Edward Vidaurre has been been published in several anthologies and literary journals among them
La Bloga, Bordersenses, Interstice, La Noria Literary Journal, Boundless Anthology of the Valley International Poetry Festival 2011-2013.He’s had two books published -
I Took My Barrio On A Road Trip (Slough Press 2013) and
Insomnia (El Zarape Press 2014.
He also co-edited
TWENTY-Poems in Memoriam and
Boundless 2014 the Anthology of the Rio Grande Valley International Poetry Festival.
Sonia Gutiérrez is a poet professor who promotes social justice and human dignity. She teaches English Composition and Critical Thinking and Writing at Palomar College.

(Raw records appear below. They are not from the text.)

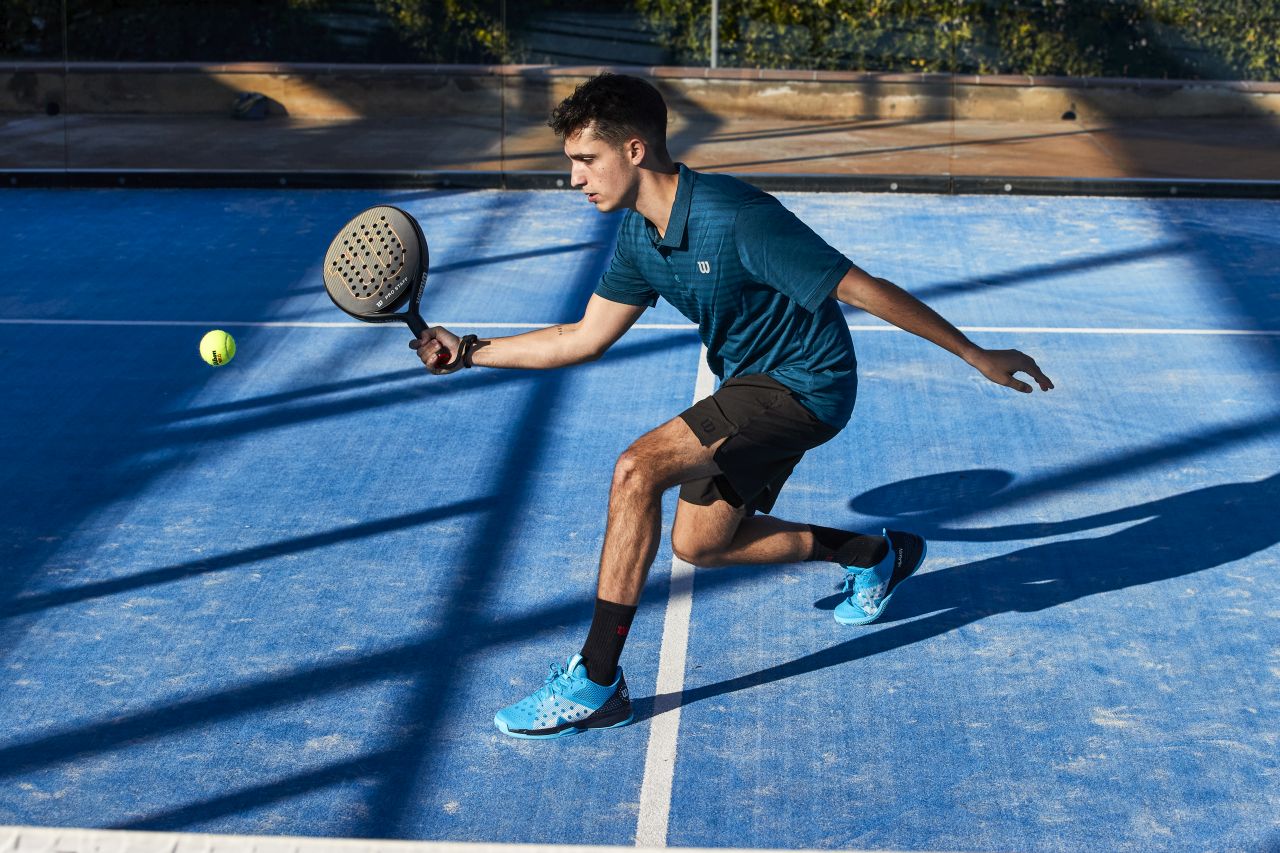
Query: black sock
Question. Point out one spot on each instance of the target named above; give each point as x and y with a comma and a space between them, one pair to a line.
848, 548
604, 641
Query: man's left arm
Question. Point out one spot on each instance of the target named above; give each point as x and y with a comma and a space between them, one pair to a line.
891, 304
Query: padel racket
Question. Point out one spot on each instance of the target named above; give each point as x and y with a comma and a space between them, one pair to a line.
375, 265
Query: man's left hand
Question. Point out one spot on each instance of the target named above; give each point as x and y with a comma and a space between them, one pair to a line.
1000, 366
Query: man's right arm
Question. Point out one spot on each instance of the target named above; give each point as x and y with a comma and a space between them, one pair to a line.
556, 346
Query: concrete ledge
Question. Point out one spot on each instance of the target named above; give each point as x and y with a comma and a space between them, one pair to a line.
543, 179
529, 91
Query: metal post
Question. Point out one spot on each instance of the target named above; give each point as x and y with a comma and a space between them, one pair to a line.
714, 33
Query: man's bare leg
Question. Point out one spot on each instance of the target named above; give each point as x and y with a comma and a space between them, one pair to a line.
658, 460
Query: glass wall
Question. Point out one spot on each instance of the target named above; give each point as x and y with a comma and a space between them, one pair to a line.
1092, 89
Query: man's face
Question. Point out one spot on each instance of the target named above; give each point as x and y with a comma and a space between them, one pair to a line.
607, 176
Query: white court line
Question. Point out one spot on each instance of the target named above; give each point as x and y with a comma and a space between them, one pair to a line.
39, 839
659, 761
690, 327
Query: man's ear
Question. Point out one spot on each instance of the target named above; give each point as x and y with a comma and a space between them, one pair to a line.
635, 150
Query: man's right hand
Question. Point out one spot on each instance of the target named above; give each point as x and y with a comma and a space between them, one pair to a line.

La Bloga is home to her Poets Responding SB 1070 poems, including “Best Poems 2011” and “Best Poems 2012.”
Her bilingual poetry collection,
Spider Woman/La Mujer Araña (Olmeca Press, 2013), is her debut publication.
Kissing Dreams from a Distance, a novel written in the Tomás Rivera and Sandra Cisneros literary tradition, is seeking publication. She is at work on
Legacy/Herencia, a poetry collection. To learn more about Sonia, visit
SoniaGutierrez.com.
Tara Evonne Trudell studied film, audio, and photography while in college at New Mexico Highlands University. She is a recent graduate with her BFA in Media Arts.
As a poet and mother of four children, raising them to understand her purpose to represent humanity, compassion, and action in all her work is her dedication to raising them with an awareness of their own growing identities.
Incorporating poetry she addresses the many troubling issues that are ongoing in society and hopes that her works will create an emotional impact that inspires others to act.